You’re woken up by soft ocean wave sounds, generated by an Amazon Echo. It recites the news to you (NPR, the Guardian, and Huffington Post only, thank you), as you get dressed, and you tell it to turn on your coffee-maker. You eat breakfast, perusing Facebook at the kitchen table while you wait for your self-driving Uber. Alexa tells you you’re running low on milk and butter, and that a drone will stop by at 6:30 pm with refills. Your phone dings and the driverless taxi is waiting outside. On your short trip to work, you watch that new Netflix show everyone on Facebook keeps talking about, and you’ve immediately fallen in love with. At work, you idly switch between spreadsheets, Twitter, and Slack on your Microsoft HoloLens headset. You’re in a Slack group dedicated to cat GIFs and it’s really helping pass the time until lunch. Eventually, your stomach grumbles and you head to the closest Amazon Go. You check in on your phone, beeping past the turnstiles, pick up the same chicken Caesar salad wrap, Diet Coke, and cupcake you had yesterday. You walk out to an urgent Slack message from your boss, and you run back to complete his request, eating at your desk. Late in the afternoon, as the day drags on, you open Facebook Messenger and talk with chatbots from Travelocity and TripAdvisor about a much-needed vacation to get away from the doldrum. They both suggest, based on your budget and past travel history, a trip to the Grand Canyon. You ask Cortana, the digital assistant built into HoloLens, to change your virtual computer’s desktop image to one of the Grand Canyon. At 5:30pm, Uber pings your phone to tell your ride home is outside. Your children text you to ask what you want for dinner, and as it’s Friday, you decide on pizza. You order from a local store and the shared delivery robot arrives at your front door just as you’re stepping out of the Uber. After dinner, the family watches a 360-degree movie from Pixar, and you head up to bed to watch some more shows on Netflix with the spouse. Eight hours later, the process repeats.

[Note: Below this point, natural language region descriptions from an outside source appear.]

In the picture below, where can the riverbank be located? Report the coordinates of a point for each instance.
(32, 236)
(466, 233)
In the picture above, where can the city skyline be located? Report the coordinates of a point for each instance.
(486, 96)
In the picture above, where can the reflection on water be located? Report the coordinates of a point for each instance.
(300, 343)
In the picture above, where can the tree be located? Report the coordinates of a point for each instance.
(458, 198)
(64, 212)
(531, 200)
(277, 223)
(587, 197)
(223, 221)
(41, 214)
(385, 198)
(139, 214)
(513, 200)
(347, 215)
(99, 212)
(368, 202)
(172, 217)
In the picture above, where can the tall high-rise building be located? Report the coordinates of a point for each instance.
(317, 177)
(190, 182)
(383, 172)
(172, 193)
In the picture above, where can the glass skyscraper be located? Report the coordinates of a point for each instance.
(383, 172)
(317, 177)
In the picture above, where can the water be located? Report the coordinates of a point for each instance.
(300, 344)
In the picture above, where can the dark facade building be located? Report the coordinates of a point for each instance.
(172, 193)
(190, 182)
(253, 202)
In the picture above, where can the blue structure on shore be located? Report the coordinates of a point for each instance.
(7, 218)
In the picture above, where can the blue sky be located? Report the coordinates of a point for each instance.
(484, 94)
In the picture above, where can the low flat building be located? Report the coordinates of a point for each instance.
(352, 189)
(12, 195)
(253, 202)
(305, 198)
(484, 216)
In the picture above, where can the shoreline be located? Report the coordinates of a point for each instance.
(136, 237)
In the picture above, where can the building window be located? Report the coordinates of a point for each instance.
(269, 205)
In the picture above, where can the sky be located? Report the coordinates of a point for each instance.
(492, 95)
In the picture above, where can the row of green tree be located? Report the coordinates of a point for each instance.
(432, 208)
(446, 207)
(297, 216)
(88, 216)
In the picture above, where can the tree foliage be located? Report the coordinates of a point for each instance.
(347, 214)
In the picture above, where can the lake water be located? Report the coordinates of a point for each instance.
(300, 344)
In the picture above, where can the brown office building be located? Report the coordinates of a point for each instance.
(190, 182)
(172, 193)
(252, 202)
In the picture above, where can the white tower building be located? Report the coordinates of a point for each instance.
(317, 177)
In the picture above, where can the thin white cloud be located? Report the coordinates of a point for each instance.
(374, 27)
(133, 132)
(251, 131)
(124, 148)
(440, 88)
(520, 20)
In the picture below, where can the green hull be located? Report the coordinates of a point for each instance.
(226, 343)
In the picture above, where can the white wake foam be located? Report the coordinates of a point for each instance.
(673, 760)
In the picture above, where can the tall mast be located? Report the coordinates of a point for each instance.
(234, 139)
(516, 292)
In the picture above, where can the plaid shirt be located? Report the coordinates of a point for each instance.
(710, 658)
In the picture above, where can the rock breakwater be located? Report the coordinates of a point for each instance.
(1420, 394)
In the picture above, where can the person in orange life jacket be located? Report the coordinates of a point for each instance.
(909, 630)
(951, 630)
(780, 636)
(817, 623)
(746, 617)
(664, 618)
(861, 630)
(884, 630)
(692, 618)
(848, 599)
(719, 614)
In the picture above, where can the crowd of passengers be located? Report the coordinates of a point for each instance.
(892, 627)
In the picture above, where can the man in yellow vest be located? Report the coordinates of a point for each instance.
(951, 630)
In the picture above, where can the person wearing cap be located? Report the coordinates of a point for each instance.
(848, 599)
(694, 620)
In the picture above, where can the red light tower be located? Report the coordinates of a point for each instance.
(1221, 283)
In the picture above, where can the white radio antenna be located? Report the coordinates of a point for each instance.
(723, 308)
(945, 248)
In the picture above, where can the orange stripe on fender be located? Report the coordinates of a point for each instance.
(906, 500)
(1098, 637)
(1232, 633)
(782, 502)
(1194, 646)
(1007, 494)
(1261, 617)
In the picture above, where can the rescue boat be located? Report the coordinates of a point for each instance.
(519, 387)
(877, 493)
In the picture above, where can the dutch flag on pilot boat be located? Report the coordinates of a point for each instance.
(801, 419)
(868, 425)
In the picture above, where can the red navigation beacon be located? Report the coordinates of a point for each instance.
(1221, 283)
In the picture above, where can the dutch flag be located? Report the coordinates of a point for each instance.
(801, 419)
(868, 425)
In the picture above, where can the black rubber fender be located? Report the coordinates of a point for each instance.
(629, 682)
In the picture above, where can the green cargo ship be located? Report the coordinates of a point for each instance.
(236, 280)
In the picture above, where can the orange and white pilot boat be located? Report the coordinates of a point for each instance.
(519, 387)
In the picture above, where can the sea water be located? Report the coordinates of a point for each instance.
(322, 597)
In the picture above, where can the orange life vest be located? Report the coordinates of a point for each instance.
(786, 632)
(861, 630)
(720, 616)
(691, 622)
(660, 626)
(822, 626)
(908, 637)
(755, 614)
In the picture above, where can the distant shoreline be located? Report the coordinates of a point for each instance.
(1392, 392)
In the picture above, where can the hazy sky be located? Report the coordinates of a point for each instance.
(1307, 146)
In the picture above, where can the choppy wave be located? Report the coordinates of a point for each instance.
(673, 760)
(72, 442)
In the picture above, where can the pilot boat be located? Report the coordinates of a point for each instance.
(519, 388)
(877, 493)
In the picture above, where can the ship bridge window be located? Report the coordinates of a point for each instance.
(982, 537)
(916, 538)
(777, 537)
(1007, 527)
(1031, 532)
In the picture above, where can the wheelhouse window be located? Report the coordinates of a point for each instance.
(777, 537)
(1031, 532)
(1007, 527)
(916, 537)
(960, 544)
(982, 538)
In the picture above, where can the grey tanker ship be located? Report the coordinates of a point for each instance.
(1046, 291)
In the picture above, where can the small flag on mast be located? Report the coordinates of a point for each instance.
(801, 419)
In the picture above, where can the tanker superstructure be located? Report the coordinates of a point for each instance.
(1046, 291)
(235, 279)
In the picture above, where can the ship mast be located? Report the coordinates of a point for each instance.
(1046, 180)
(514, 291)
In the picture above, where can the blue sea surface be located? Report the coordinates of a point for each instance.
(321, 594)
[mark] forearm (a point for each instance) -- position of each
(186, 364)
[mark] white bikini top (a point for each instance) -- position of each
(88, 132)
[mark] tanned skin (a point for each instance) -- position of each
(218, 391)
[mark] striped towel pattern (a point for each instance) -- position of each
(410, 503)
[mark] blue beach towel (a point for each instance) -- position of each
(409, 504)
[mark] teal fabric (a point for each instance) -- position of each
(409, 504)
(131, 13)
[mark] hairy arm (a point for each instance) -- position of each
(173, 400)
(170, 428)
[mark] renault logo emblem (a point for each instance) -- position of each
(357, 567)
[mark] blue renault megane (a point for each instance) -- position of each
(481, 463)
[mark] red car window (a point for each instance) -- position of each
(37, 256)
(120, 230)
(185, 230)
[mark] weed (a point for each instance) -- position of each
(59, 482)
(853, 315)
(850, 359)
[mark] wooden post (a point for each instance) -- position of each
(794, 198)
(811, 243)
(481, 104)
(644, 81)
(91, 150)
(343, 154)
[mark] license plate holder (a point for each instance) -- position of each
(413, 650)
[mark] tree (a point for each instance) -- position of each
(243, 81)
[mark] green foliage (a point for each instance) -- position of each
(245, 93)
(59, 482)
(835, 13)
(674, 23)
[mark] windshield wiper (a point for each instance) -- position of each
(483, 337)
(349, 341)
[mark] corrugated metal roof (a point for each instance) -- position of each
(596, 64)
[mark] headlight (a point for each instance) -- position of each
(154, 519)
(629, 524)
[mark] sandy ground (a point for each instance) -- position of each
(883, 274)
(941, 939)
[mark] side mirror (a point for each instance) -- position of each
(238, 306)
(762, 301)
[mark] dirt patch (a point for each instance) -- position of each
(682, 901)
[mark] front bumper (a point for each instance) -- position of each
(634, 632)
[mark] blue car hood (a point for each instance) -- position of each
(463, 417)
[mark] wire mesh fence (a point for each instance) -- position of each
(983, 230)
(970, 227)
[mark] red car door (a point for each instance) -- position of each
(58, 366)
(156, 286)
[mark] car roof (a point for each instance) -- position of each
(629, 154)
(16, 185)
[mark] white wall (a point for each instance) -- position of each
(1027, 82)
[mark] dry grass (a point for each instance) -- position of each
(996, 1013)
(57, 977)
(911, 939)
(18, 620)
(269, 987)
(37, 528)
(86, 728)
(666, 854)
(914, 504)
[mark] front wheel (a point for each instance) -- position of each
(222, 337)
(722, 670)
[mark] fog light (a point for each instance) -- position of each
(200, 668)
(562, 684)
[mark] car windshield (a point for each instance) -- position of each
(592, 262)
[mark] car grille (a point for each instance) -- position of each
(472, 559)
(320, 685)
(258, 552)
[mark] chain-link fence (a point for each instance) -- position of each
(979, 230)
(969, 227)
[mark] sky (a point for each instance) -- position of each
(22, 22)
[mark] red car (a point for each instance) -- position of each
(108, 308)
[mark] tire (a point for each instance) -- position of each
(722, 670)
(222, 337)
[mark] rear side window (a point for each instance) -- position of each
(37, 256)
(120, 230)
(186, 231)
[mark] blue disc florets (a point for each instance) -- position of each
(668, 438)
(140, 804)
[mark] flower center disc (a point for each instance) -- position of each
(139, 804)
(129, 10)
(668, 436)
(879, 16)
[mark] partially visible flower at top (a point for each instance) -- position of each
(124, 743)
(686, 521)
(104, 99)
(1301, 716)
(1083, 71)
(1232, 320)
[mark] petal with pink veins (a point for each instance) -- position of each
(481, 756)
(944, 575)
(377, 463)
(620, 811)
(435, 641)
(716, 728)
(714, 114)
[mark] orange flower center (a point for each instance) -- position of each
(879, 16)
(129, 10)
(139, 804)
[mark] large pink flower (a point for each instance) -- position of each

This may well sound like fiction bordering on dystopia, but it’s all technology that’s either being developed or tested right now. Uber, Google, Ford, and myriad other companies are working on autonomous ride-hailing services, with many of them expecting to go into service around 2020. Autonomous drone deliveries and robots that bring you takeout have started delivering to real customers in New Zealand and England. Alexa, the ethereal voice inside Amazon’s Echo smart hubs, can already order you items that you shout out to her, and Amazon is working on its own drone delivery service. Netflix, Facebook, and Alexa’s news briefings all already curate the sorts of content (and outlets) that you have liked in the past. McDonalds is replacing cashiers with touch screens, and there are startups working on automating the production of food.

In the near future, through automation, you could easily leave your home and return that night having potentially only interacted in person with your coworkers. It’s not even that hard to do that today, but it’s going to get a lot easier when there are fewer people required to run stores, ferry people from place to place, or answer the phone for a company. It’s worth considering how much we really need technology to do for us, or what we can really do for ourselves. Chance encounters, thoughts entirely different from our own, spontaneity—they’ll all dwindle as we all become further entrenched in our rote, tech-facilitated life loops.

Hopefully the robot uprising won’t be too far behind.